Studying In Groups Vs. Studying Alone: Which Is Better?
Many students are unsure if it’s more time efficient to study with a group of classmates or on their own. Sometimes students prefer the independence and control of studying alone. Other students need a study group to help motivate them.
Keep reading to learn more about the benefits of group study vs self-study, and when students should choose either option.
Benefits of Studying Alone
Students who choose to study alone can focus completely on the material. They don’t have to worry about study sessions turning into hangout sessions because they’re with friends. With self-study, students can place 100% of their attention on what they have to learn for the test.
Control Over Study Environment
All students have different study strategies for preparing for tests. Some students want to sit in their own rooms listening to soft background music. Others need to be in a public space with lots going on around them to keep focused. Studying alone allows students to study in an environment that’s perfect for them.
Control Over Study Schedule
Some students work better at night time, others work better during the day. When students study alone they can plan a study schedule that works best for them and take breaks when they please. When students study in a group, the priority is finding a time that works for everyone, not finding a time that is most effective for studying. Studying alone allows students the freedom to choose when they want to study and for how long.
Study Group Benefits
Discussing Concepts With Others Tests Comprehension
A true test in knowing if a student understands a concept or not is if he or she is able to explain it to someone else. Studying with others gives your child an opportunity to better understand the topic by discussing it with someone else. If a student draws a blank when someone asks him or her to explain a concept, it means that the student has to study more.
Helps Clarify Any Questions
Not understanding a concept and having no one around to help can be very frustrating. A major benefit of studying in a group is being able to ask classmates if something doesn’t make sense. Having other students around to help review concepts can also offer a deeper understanding of the class material.
Motivates Students To Study
If your student works best with others, study groups can be a great option. Many students derive energy from being around other people and look forward to learning and discussing material with classmates. Having a study group will also make your child more accountable. Other people are counting on him or her to help with studying, so it’s less likely that he or she will skip studying.
When It’s Best To Study Alone
If The Study Group is Getting Too Talkative
The priority of a study group is—studying! If the study group is talking about things that are off-topic, then it’s best that the student studies alone. It’s good to take a break from studying and socialize; however, if students are using a study group as a way to meet up with friends and talk, your child may get more out of studying alone.

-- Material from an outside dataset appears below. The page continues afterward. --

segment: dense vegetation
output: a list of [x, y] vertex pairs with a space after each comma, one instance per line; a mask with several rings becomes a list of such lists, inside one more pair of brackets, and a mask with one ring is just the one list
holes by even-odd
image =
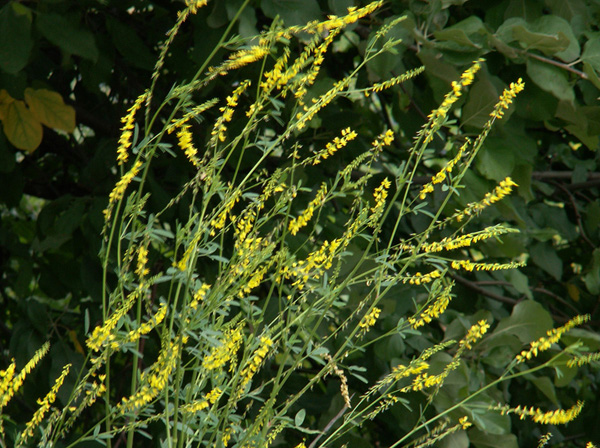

Meetings Keep Getting Rescheduled
Depending on the size of the study group, it can be incredibly difficult coordinating a time and place that works for everyone. If meetings keep getting rescheduled or cancelled, then it’s better to just start studying alone. This way your child isn’t waiting on other people to hit the books and start preparing for the upcoming test.
The Student Has A Very Different Level of Understanding Than The Group
If a student is just starting to learn course concepts and the study group is reviewing more advanced concepts, he or she won’t be able to keep up. It’s best to learn the material on his or her own time then return to the group to review. The same goes for if he or she understands all the course concepts and the group hasn’t started studying yet.
When It’s Best To Study With Others
If It’s Easier To Memorize Information By Discussing It
If your student is an auditory learner (meaning he or she needs to hear and say things in order to learn concepts) then he or she may benefit from studying in a group. Study groups are a great environment to promote discussion and auditory learning. If your student is an auditory learner but doesn’t have access to a study group—he or she can always study alone and repeat concepts out loud.
Classmates Are Motivated To Study
If your child finds other classmates who are motivated to learn, they can motivate each other to study really effectively. Students can tell if their study group is serious about school if they keep chit-chat to a minimum, don’t rush through concepts, and focus on comprehension rather than memorization.
Your Student Is Motivated By Others
Some students need others around in order to study—otherwise they’re just not motivated. Having other students around who are motivated to learn will help keep your child attentive, engaged, and on track.